Dès lors, et même si le Règlement ne l’exprime pas aussi clairement, l’offre doit supposer un comportement actif du prestataire, démontrant l’intention d’orienter, de diriger ses activités vers le territoire de l’EEE.

Or, un tel comportement pourrait se heurter à la réglementation locale interdisant le démarchage de clientèle et/ou l’exercice d’activités bancaires ou financières sans autorisation prudentielle, avec des conséquences qui auront, le plus souvent, un caractère pénal; il pourrait par ailleurs fonder la compétence du juge étranger de connaître d’un litige entre le client établi dans la juridiction en cause et son prestataire suisse, en vertu du «for du consommateur».

Le suivi comportemental

Le suivi comportemental suppose un traitement de données reposant sur le suivi de personnes physiques sur internet, combiné à l’utilisation de techniques de profilage de ces personnes, en vue notamment de prendre des décisions les concernant ou d’analyser leur comportement ou leurs préférences (par exemple en suivant les sites internet consultés ou les contenus publiés sur les réseaux sociaux).

«Ce Règlement représente une opportunité pour le prestataire
de services financiers opérant en Suisse.»

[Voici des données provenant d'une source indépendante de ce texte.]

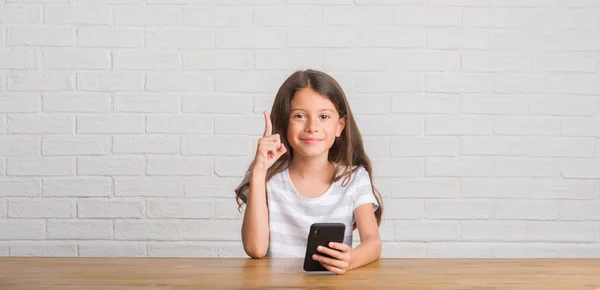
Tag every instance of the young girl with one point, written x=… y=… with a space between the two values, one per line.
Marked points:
x=310 y=166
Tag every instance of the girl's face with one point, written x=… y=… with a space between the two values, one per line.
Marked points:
x=314 y=123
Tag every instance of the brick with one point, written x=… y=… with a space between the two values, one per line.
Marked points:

Même si les prestataires de services financiers peuvent avoir recours à des techniques de profilage, que ce soit pour des raisons réglementaires ou pour des motifs commerciaux, les données collectées et traitées de manière automatisée par des prestataires de services financiers ne procéderont pas nécessairement d’un suivi de personnes physiques sur internet. Il convient donc de se montrer nuancé dans l’application de ce critère aux acteurs de l’industrie bancaire et financière.

Conclusion

Les prestataires de services financiers opérant depuis la Suisse en faveur d’une clientèle établie dans l’EEE peuvent être concernés par le RGPD. L’analyse d’impact de ce nouveau Règlement doit toutefois s’effectuer en cohérence avec la «politique cross-border» du prestataire, dans la mesure où le fait de cibler de la clientèle sur le territoire de l’EEE peut être contraire aux obligations de l’établissement selon la réglementation bancaire et financière du pays concerné.

Au-delà d’une analyse stricte des conditions d’application territoriale du RGPD, dont le prestataire ne peut se dispenser, rien n’empêche évidemment ce dernier de considérer le Règlement comme un nouveau standard de référence en matière de protection des données (ce qu’il est) et de l’appliquer à l’ensemble de sa clientèle (que celle-ci soit européenne ou non). Une telle décision peut se justifier pour des motifs de politique commerciale propre au prestataire; elle peut également s’inscrire dans une logique d’anticipation d’une tendance réglementaire qui devrait se confirmer en Suisse avec la future Loi fédérale sur la protection des données (LPD).

Quelle que soit la décision prise, ce Règlement (à l’instar d’autres réglementations européennes touchant le secteur bancaire et financier) représente une opportunité pour le prestataire de services financiers opérant en Suisse de réévaluer le positionnement géographique de ses activités, sous l’angle plus large des risques juridiques et de réputation auxquels son modèle d’affaires l’expose, compte tenu de l’application de normes de droit étranger toujours plus complexes et au champ d’application toujours plus étendu.